EXCLUSIVE – Children CAGED to keep the streets clean for the Pope: Police round up orphans and chain them in filth during pontiff’s visit to Philippines

By SIMON PARRY IN MANILA, THE PHILIPPINES, FOR MAILONLINE
14 January 2015

Street children as young as five are being caged in brutal detention centres alongside adult criminals in a cynical drive to smarten up the Philippines capital ahead of a visit by Pope Francis this week.

Hundreds of boys and girls have been rounded up from doorways and roadsides by police and officials and put behind bars in recent weeks to make the poverty-racked city more presentable when Pope Francis arrives tomorrow, a MailOnline investigation has found.

In a blatant abuse of the country’s own child protection laws, the terrified children are locked up in filthy detention centres where they sleep on concrete floors and where many of them are beaten or abused by older inmates and adult prisoners and, in some cases, starved and chained to pillars.
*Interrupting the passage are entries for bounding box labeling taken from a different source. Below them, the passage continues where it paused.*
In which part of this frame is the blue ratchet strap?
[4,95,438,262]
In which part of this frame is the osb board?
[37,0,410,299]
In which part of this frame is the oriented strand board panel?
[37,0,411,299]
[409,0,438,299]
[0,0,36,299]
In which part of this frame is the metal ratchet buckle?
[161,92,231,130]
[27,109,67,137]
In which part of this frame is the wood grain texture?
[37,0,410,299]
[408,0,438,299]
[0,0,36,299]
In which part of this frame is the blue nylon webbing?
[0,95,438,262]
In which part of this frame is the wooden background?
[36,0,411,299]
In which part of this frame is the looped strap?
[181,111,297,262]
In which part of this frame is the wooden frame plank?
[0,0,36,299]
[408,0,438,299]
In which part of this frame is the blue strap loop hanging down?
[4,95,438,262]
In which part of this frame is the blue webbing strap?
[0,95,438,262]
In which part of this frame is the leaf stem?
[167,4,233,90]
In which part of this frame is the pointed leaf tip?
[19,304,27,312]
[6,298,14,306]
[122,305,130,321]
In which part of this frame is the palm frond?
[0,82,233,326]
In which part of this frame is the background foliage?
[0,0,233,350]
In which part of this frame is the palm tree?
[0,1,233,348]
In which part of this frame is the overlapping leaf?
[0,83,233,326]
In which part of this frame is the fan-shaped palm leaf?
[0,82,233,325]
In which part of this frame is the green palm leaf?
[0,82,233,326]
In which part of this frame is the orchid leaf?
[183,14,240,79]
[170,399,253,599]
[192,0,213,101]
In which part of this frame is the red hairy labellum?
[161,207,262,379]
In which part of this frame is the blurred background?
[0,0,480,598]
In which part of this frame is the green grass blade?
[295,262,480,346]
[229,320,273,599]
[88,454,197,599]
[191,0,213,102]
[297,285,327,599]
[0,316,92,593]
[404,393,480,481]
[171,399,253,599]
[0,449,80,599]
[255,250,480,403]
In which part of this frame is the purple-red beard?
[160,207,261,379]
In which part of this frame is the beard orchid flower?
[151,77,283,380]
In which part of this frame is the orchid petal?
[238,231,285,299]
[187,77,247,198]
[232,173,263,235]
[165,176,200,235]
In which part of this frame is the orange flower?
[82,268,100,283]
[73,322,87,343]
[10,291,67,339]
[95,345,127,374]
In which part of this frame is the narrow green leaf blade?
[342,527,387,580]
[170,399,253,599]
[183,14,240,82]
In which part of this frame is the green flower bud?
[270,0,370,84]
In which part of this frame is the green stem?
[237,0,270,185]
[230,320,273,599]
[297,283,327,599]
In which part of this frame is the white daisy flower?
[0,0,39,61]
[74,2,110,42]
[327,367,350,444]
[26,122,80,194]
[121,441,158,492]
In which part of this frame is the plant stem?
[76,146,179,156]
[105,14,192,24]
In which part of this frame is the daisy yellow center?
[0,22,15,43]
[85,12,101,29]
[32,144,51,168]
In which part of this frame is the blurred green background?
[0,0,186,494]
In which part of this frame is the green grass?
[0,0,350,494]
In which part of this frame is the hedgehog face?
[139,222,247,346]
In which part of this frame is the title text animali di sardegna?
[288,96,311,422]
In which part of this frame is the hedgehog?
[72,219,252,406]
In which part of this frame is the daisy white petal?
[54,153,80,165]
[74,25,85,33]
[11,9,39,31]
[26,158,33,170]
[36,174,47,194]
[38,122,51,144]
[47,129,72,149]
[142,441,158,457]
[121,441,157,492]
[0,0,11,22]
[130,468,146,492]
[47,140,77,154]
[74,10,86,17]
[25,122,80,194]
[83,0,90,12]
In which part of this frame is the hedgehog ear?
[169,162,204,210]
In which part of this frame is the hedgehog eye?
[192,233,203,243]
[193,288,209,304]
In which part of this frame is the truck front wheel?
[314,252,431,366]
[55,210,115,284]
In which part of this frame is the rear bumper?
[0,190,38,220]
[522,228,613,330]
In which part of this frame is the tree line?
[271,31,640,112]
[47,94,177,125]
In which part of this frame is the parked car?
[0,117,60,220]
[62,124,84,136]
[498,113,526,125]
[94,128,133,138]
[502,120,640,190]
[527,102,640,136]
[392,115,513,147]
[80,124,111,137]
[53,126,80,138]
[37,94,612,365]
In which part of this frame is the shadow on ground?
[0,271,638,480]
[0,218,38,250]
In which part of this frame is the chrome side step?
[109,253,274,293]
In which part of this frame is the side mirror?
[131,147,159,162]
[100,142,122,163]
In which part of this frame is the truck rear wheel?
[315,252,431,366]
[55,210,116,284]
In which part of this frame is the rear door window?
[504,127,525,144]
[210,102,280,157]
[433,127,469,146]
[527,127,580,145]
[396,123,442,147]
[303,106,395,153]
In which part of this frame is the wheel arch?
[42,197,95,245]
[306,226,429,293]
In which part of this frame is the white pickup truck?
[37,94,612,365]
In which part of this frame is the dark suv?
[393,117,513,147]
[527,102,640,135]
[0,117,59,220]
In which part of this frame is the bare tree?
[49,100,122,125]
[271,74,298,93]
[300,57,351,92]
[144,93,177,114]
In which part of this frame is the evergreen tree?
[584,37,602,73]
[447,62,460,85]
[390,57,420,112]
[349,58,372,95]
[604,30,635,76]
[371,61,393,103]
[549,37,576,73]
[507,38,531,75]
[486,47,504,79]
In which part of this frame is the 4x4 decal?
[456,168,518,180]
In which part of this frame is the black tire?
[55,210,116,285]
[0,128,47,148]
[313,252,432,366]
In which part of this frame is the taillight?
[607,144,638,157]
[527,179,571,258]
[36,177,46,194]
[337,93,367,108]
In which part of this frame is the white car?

Six million people are expected to attend an open air mass conducted by Pope Francis in Manila’s Rizal Park on Sunday, which will watched by a global TV audience and officials appear determined to ensure that urchins are hidden from view.

MailOnline found dozens of street children locked up in appalling conditions alongside adult criminals in Manila, where a senior official admitted there had been an intensive round-up by police and government workers to make sure they are not seen by Pope Francis.

We gained rare access to a detention centre by accompanying Nobel Peace Prize-nominated Irish missionary Father Shay Cullen, 71, as he freed a boy aged around seven and took him to his Preda Foundation shelter for children 100 miles away in Subic Bay.

Mak-Mak, whose legs and body were riddled with scabies, was picked up three weeks ago and spent Christmas and the New Year in a concrete pen at the centre hidden away in the slums of Manila’s Paranaque district which –with grotesque irony – is named House of Hope.